As trends have swelled and deflated, Gesamtkunstwerk’s intriguing qualities have remained perennial, bringing us to Clone Records’ 2010 edition, in fact a new pressing of a reissue by the label some three years ago. A place next to Drexciya’s reliably mythologised canon is unlikely to have hindered popularity, with Dopplereffekt’s key member Gerald Donald well known as a collaborator in the former. But without diving into fleshed-out Drexciyan narratives, the album has its own means of contaminating the imagination, a compound of sexual, racial and technological allusions that rusts away at the music’s precise manufacture.

It’s perhaps surprising that the sexual imagery appears to be more notorious than that of ‘Superior Race’, which comes from an EP entitled Fascist State, or ‘Sterilization’, with its body-mutilating sonic and the lyric “we had to sterilise the population.” Consider that Donald periodically assumes the identity Heinrich Mueller (which he claims doesn’t reference the Nazi Gestapo head of the same name) and the sense of an ambiguous outlook, rather than a wholeheartedly dystopian one, could be thought at least a little edgy.
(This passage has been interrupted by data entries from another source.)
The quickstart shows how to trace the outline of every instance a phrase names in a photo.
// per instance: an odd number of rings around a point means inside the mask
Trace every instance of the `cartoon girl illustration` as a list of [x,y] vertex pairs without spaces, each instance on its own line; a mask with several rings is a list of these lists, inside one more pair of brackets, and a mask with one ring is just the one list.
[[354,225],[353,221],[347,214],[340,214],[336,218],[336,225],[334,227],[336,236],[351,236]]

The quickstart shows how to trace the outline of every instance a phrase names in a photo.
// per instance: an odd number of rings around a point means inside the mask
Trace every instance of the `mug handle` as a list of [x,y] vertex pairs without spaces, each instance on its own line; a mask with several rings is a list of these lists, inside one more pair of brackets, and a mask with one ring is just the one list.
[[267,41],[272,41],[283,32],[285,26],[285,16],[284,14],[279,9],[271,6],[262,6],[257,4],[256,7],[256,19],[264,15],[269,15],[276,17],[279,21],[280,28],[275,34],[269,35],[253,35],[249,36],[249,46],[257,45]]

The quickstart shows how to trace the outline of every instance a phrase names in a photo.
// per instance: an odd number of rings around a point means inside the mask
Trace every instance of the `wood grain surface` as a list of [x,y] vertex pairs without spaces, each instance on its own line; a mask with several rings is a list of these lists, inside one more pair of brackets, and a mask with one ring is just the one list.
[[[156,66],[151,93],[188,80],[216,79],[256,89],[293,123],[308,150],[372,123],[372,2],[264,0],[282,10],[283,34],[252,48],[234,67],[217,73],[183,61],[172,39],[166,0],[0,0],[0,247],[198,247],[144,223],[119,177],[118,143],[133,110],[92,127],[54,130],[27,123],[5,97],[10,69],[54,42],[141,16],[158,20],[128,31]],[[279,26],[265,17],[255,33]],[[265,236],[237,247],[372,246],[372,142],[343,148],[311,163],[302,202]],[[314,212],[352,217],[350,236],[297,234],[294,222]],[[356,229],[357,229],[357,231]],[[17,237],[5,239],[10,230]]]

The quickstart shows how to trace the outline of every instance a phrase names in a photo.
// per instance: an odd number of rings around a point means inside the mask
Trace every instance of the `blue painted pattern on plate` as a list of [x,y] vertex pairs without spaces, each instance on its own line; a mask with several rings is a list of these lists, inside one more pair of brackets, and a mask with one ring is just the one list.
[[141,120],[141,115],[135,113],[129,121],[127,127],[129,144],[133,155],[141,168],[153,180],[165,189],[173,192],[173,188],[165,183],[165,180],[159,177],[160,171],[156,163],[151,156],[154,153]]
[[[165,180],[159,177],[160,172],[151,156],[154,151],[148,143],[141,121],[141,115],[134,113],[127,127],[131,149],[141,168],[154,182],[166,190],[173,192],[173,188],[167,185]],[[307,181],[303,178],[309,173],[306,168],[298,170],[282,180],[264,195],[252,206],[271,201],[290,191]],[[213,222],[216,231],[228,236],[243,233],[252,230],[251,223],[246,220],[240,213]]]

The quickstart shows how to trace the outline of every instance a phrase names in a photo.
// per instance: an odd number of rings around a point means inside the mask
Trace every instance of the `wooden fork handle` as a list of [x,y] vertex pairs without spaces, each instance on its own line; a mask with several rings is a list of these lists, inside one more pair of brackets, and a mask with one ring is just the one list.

Curious in this context is how often Dopplereffekt’s programming short-circuits to the Kraftwerk of Computer World, sonically deleting a good deal of the imprint of black music – as conventionally understood – made on electro from Cybotron and Model 500 onwards. Some like to debate techno and electro’s derivations from the Europhile interests of Detroit’s first wave, playing up instead the debt to synth-funk and even, supposedly, electric jazz fusion. It isn’t clear that Donald aims to satirise or confound such hand-wringing, but his chosen aesthetic obviously does contain a wry dimension.

These days Donald’s music is best known for its intense focus on science. While examples such as Linear Accelerator and Calabi-Yau Space are fantastically recondite – described before as fictions that render the otherwise imperceptible space of modern physics – 2002’s Wireless Internet, under the Arpanet alias, might explicitly pose his crucial question. “Who will benefit and who will suffer?” a speech program asks on opener ‘The Analyst’, “these are the important questions we as a society must answer.” The album thus sets out, presciently, to explore the phenomenon of wireless technology and mobile information access. The thread tails back through another project, Japanese Telecom, to ‘Cellular Phone’ and ‘Voice Activate’d on Gesamtkunstwerk. The latter are absorbed into the darker hue indicated in an epigram, inscribed on the first edition sleeve but missing from the Clone version: “Biological socialism leads towards victory.” If it seems Dopplereffekt has always played with similar lines of reasoning, then at first the setting was more perturbing: totalitarianism and its accompanying technical ideologies of eugenics and total war. (It has also been suggested that ‘Rocket Scientist’ specifically evokes wartime German research into weapons propulsion.)

While trying to unravel Gerald Donald’s themes can be exhausting, his catalogue of activities is equally dense and uncertain: aside from documented appearances, of late he may be at the hub of an expanding consortium of outfits with names like Zerkalo, Black Replica and Noether Symmetry – or there may be no more than rumours and hoaxes at work. Such proliferation hasn’t obscured or devalued Gesamtkunstwerk, though. Despite figuring in a genealogy of music that trades on notions of inhumanity, it’s the uneasily human, sometimes witty counterpoint that makes this more than an extremely well produced electro record, continuing to bring listeners back.